Réflexion hebdomadaire du 5e dimanche du Carême (22 mars 2026)

Réflexion hebdomadaire - semaine 5 - Carême 2026

Lectures :

Ézéchiel 37, 12-14
Psaume 129 (130), 1-2, 3-4, 5-6ab, 7bc-8
Romains 8, 8-11
Jean 11, 1-45

Des ossements desséchés naît un peuple, de la peur surgit un mouvement, de la crise émerge une création nouvelle.

Par Gustave Ineza OP, curé de la paroisse Sacré-Cœur à Toronto

En ce cinquième dimanche du Carême, la Parole de Dieu place devant nous deux images puissantes d’une vie arrachée à la mort : la vallée des ossements desséchés chez Ézéchiel et le tombeau de Lazare à Béthanie. Toutes deux parlent de situations qui semblent sans issue, où la vie s’est retirée et où il ne reste que ce qui est inerte. Pourtant, dans les deux cas, Dieu ne reconnaît pas à la mort le dernier mot.

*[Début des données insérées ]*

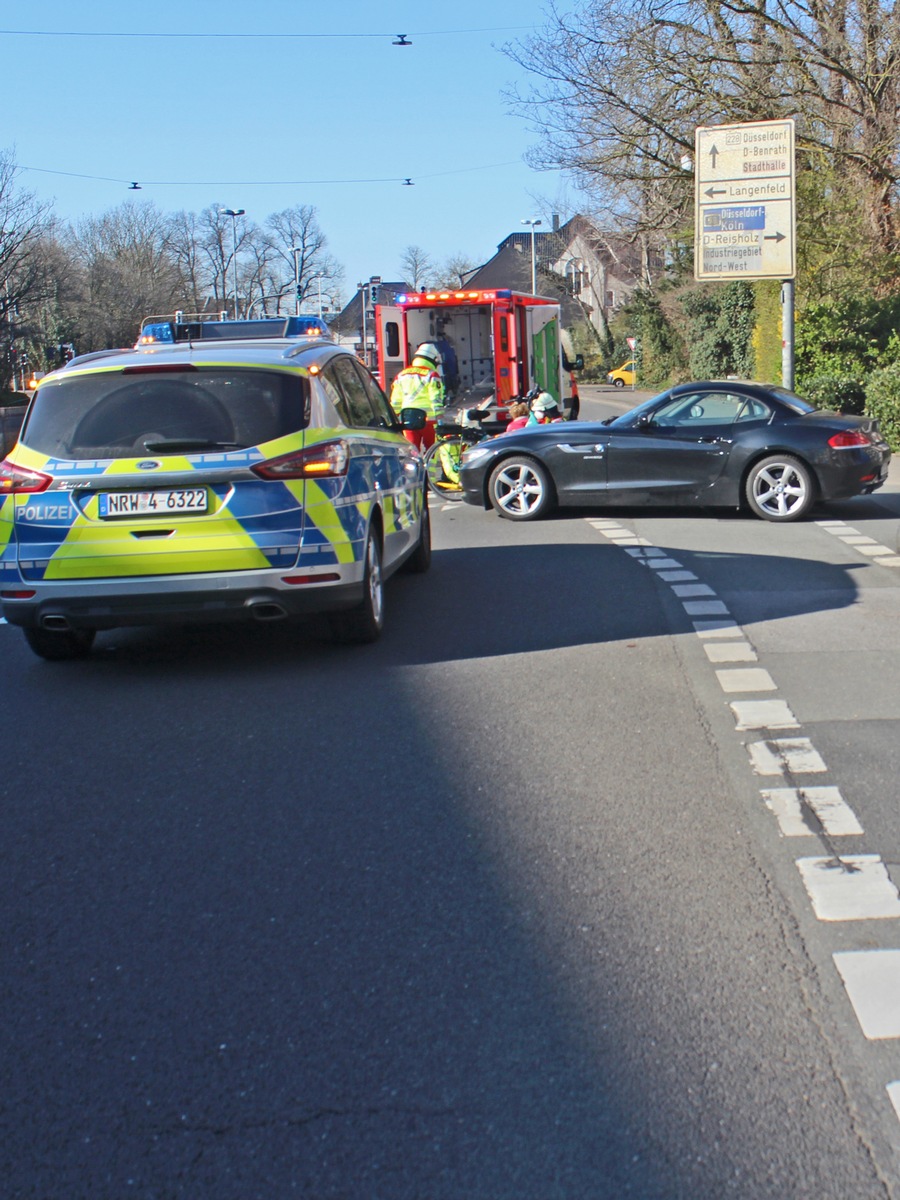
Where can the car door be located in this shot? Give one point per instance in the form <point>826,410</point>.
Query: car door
<point>678,450</point>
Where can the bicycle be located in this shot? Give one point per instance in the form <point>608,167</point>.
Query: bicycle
<point>443,459</point>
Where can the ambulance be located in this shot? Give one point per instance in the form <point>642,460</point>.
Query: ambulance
<point>495,342</point>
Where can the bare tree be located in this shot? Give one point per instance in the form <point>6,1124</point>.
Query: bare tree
<point>417,268</point>
<point>127,273</point>
<point>454,271</point>
<point>297,244</point>
<point>24,277</point>
<point>618,91</point>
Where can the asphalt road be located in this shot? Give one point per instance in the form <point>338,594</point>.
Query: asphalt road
<point>495,909</point>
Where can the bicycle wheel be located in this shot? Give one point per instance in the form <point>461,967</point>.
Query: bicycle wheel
<point>442,467</point>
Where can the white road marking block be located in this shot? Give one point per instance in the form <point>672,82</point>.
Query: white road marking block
<point>873,983</point>
<point>718,629</point>
<point>745,679</point>
<point>833,813</point>
<point>693,589</point>
<point>779,755</point>
<point>763,714</point>
<point>730,652</point>
<point>852,887</point>
<point>838,527</point>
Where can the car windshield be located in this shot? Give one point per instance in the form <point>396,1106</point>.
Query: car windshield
<point>108,414</point>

Par le prophète Ézéchiel, le Seigneur s’adresse à un peuple en exil qui se sent comme une nation déjà ensevelie : « Je vais ouvrir vos tombeaux et je vous en ferai remonter, ô mon peuple » (Ez 37,12). Israël n’est pas seulement blessé ou découragé ; il est comme mort. L’exil, l’oppression et l’humiliation ont vidé le peuple de son souffle. Mais Dieu promet plus qu’un réconfort : il promet une résurrection. « Je mettrai en vous mon esprit, et vous vivrez » (Ez 37,14). La vie revient lorsque Dieu insuffle son Esprit dans ce qui semblait perdu à jamais.

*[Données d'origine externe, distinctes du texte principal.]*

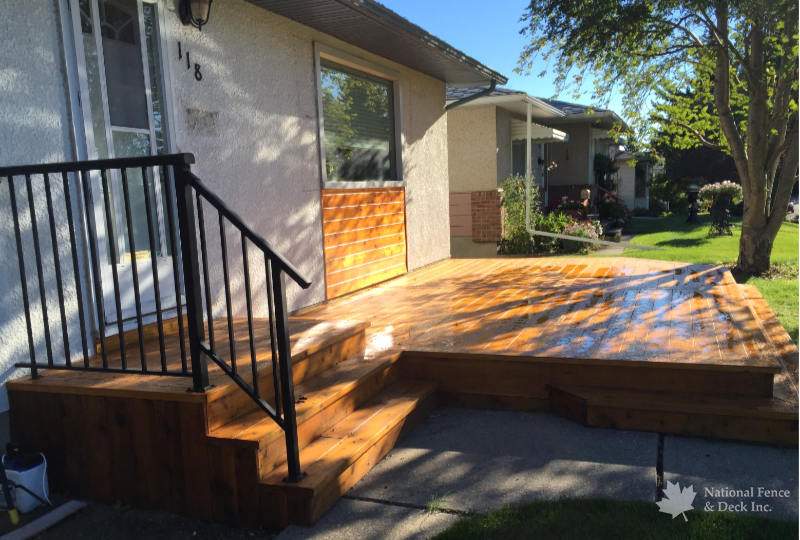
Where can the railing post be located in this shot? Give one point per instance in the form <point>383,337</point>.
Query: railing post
<point>191,275</point>
<point>285,371</point>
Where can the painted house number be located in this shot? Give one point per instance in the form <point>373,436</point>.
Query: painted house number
<point>198,75</point>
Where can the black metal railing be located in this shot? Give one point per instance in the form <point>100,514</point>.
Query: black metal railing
<point>125,250</point>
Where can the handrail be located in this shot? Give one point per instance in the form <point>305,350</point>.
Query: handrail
<point>100,164</point>
<point>257,240</point>
<point>103,184</point>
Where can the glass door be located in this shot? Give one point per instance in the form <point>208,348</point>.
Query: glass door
<point>122,95</point>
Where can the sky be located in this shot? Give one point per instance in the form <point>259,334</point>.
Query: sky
<point>487,30</point>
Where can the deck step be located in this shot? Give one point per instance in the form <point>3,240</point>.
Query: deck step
<point>316,346</point>
<point>764,420</point>
<point>343,454</point>
<point>321,401</point>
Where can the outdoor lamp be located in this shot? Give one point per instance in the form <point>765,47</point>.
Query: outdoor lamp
<point>195,12</point>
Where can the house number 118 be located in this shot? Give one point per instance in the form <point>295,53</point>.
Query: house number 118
<point>198,75</point>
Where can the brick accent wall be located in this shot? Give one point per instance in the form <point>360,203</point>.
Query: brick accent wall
<point>487,221</point>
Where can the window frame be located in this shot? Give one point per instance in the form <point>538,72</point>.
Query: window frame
<point>359,65</point>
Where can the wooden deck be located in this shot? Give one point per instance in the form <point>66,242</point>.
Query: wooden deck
<point>614,309</point>
<point>615,343</point>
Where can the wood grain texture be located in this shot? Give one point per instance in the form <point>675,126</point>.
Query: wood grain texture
<point>364,237</point>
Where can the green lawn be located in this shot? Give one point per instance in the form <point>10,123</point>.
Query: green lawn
<point>679,241</point>
<point>599,519</point>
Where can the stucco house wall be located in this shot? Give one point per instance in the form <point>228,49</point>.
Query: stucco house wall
<point>573,165</point>
<point>251,123</point>
<point>472,148</point>
<point>504,164</point>
<point>34,127</point>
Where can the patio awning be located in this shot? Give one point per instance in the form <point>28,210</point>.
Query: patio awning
<point>539,133</point>
<point>373,27</point>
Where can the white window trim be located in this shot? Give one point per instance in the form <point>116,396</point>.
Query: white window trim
<point>325,52</point>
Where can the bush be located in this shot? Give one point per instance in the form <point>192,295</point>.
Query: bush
<point>583,229</point>
<point>612,209</point>
<point>516,240</point>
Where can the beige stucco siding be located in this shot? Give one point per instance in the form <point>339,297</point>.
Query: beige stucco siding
<point>472,148</point>
<point>573,159</point>
<point>34,127</point>
<point>503,144</point>
<point>252,123</point>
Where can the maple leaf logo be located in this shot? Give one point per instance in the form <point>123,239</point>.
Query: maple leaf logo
<point>677,500</point>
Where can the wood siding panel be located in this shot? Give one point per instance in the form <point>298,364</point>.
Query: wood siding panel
<point>364,237</point>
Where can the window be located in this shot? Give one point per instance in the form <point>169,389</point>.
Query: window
<point>640,180</point>
<point>359,125</point>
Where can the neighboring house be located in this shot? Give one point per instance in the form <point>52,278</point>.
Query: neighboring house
<point>633,176</point>
<point>572,164</point>
<point>321,123</point>
<point>491,137</point>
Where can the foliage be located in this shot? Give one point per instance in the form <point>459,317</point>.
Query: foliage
<point>726,76</point>
<point>718,198</point>
<point>605,519</point>
<point>583,229</point>
<point>726,188</point>
<point>516,238</point>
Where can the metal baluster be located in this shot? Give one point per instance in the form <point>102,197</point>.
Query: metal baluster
<point>112,245</point>
<point>137,300</point>
<point>228,307</point>
<point>57,263</point>
<point>151,235</point>
<point>272,336</point>
<point>287,384</point>
<point>22,274</point>
<point>39,272</point>
<point>191,277</point>
<point>249,302</point>
<point>175,264</point>
<point>204,257</point>
<point>75,269</point>
<point>97,282</point>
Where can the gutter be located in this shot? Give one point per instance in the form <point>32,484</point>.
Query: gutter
<point>476,95</point>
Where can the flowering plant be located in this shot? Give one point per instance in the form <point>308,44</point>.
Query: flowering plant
<point>711,192</point>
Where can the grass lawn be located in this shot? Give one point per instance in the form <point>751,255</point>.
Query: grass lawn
<point>679,241</point>
<point>595,518</point>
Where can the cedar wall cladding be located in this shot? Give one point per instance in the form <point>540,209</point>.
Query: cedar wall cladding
<point>486,216</point>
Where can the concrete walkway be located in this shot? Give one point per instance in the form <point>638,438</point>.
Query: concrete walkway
<point>461,461</point>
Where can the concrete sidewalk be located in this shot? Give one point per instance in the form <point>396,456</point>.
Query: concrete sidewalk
<point>461,461</point>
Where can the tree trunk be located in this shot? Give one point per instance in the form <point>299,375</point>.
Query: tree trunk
<point>755,245</point>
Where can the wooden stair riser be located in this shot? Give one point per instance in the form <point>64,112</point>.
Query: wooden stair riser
<point>771,431</point>
<point>232,402</point>
<point>514,379</point>
<point>767,427</point>
<point>272,453</point>
<point>306,506</point>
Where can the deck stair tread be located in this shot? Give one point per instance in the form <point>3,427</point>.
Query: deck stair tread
<point>311,396</point>
<point>688,403</point>
<point>344,443</point>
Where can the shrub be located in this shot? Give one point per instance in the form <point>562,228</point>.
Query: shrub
<point>584,229</point>
<point>717,198</point>
<point>516,240</point>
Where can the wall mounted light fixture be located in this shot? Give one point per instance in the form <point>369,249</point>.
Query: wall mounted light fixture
<point>195,12</point>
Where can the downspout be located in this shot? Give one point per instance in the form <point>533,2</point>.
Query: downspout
<point>476,95</point>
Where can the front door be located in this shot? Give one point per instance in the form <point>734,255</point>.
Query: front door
<point>118,48</point>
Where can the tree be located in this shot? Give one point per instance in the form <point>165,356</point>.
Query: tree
<point>747,50</point>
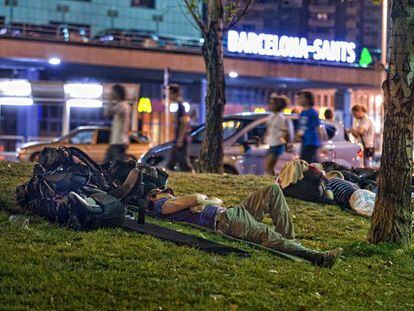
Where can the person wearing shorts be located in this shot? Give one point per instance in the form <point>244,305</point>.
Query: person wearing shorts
<point>276,132</point>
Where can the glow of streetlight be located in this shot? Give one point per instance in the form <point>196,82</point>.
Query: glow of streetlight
<point>233,74</point>
<point>54,61</point>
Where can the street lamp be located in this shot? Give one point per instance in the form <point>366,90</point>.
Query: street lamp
<point>11,4</point>
<point>112,14</point>
<point>63,8</point>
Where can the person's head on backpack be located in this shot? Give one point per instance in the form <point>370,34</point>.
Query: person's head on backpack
<point>277,103</point>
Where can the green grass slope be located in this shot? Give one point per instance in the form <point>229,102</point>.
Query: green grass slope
<point>43,266</point>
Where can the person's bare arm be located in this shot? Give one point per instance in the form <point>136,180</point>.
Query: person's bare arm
<point>175,205</point>
<point>358,131</point>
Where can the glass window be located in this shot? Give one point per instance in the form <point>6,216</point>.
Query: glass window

Cette prophétie ne concerne pas seulement l’Israël ancien. Elle rejoint toutes les situations où des systèmes d’exploitation, de violence ou de négligence réduisent des personnes à des « ossements desséchés », privées de dignité, de voix et d’espérance. Des communautés entières vivent aujourd’hui comme enfermées dans un tombeau : écrasées par la destruction écologique, les déplacements forcés, l’endettement ou des structures économiques qui privilégient le profit au détriment des personnes. Leurs terres sont meurtries, leurs rivières polluées, leurs modes de vie étouffés. De l’extérieur, on pourrait croire que plus rien de neuf ne peut y germer.

Dans cette réalité, l’Évangile de la résurrection de Lazare résonne avec la même force. Jésus ne reste pas à distance de la mort. Il se rend à Béthanie, se tient devant un tombeau scellé, et pleure. Ses larmes ne sont pas un signe de faiblesse, mais de compassion divine. Avant d’appeler Lazare hors du tombeau, Jésus accepte de ressentir la douleur de Marthe, de Marie et de toute la communauté. Il entre dans leur deuil. Puis il crie d’une voix forte : « Lazare, viens dehors ! » (Jn 11,43). Celui qui était lié par les bandelettes funéraires sort du tombeau. Mais le récit ne s’arrête pas là. Jésus se tourne vers ceux qui sont autour et dit : « Déliez-le, et laissez-le aller » (Jn 11,44). Le miracle implique la communauté. Elle doit aider à enlever les signes de la mort et à rendre Lazare à la vie parmi les siens.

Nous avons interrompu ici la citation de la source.